Le télétravail se caractérise par :

  • Le fait que le travail est effectué hors des locaux de l’entreprise ; il n’est pas nécessaire toutefois que tout le travail soit ainsi réalisé, le télétravailleur pouvant alterner des périodes de travail dans l’entreprise et des périodes de travail hors de celle-ci ;
  • Son caractère volontaire à la fois pour le salarié et pour l’employeur ;
  • Son caractère réversible ;
  • Son caractère régulier ou occasionnel.

Le télétravail permet à l’entreprise :

  • de renforcer sa marque employeur (bien-être, conciliation vie professionnelle-vie privée, diminution de l’empreinte carbone, etc.), le télétravail constituant ainsi un bon moyen d’attirer de nouvelles recrues ou de fidéliser ses salariés, notamment ceux subissant des conditions de travail fatigantes (par exemple à cause des « open space » ou encore des transports et temps de trajet) ;
  • d’accroître la performance et la productivité des salariés ;
  • de continuer à faire travailler le salarié malgré des circonstances exceptionnelles (pandémie, intempéries, etc.) ou temporaires (temps partiel thérapeutique, retour d’un congé maternité, etc.) ;
  • de réduire les accidents liés aux trajets domicile/travail.

De son côté, le salarié peut trouver de nombreuses raisons à demander le télétravail : une meilleure conciliation entre vie professionnelle et vie personnelle, une réduction du temps de transport, une meilleure qualité des conditions de travail (moins de bruit, moins d’interruptions), moins de stress et de fatigue, etc. La possibilité de télétravailler peut encourager à accepter un emploi éloigné, ou à s’installer plus loin du lieu de travail, à condition d’avoir un logement assez spacieux pour que cela se fasse dans de bonnes conditions (Insee Analyses no 105, « Télétravail et présentiel : le travail hybride, une pratique désormais ancrée dans les entreprises », 5 mars 2025).
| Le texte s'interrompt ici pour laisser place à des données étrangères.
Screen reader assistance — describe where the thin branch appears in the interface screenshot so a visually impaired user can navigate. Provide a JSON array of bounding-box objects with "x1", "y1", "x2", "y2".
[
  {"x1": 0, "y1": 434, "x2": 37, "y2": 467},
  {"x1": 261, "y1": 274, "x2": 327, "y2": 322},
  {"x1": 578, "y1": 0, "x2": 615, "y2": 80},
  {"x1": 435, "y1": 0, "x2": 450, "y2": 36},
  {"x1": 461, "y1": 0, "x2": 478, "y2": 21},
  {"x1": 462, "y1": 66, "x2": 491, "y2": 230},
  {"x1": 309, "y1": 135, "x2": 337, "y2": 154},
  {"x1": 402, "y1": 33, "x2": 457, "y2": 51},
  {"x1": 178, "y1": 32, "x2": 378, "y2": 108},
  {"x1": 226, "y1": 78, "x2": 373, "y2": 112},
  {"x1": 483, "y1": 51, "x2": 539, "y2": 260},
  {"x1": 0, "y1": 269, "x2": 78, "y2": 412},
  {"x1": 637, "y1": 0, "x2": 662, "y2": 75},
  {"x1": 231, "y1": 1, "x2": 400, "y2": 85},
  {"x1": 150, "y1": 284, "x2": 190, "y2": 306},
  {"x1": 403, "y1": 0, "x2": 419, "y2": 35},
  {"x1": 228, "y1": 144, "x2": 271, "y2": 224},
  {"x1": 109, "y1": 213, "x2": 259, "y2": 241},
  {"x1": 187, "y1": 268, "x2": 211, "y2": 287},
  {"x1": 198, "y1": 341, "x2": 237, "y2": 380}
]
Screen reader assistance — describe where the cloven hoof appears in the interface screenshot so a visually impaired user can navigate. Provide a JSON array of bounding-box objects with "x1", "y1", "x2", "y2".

Télétravail régulier vs occasionnel

Il n’existe pas une forme de télétravail mais plusieurs types de télétravail. La fréquence du télétravail peut varier. Il peut constituer un mode d’organisation habituel pour le salarié (« télétravail régulier ») ou un mode utilisé de manière périodique, souvent pour répondre à des circonstances exceptionnelles ou à un rythme de travail (« télétravail occasionnel »).

Modalités d’application (accord collectif, charte ou accord individuel)

Le télétravail est mis en place dans le cadre d’un accord collectif ou, à défaut, dans le cadre d’une charte élaborée par l’employeur après avis du comité social économique, s’il existe (C. trav., art. L. 1222-9).

En l’absence de charte ou d’accord collectif, lorsque le salarié et l’employeur conviennent de recourir au télétravail, ils doivent formaliser leur accord par tout moyen (C. trav., art. L. 1222-9). Un écrit, ne serait-ce qu’un simple mail, reste cependant souhaitable (pour des raisons de preuve et de prévention des litiges).

Cette possibilité de recourir au télétravail en l’absence de charte ou d’accord n’est pas réservée au télétravail occasionnel : elle s’applique aussi au télétravail régulier).

Quelles sont les obligations de l’employeur en matière de télétravail

Mettre en place un cadre formalisé (charte ou accord)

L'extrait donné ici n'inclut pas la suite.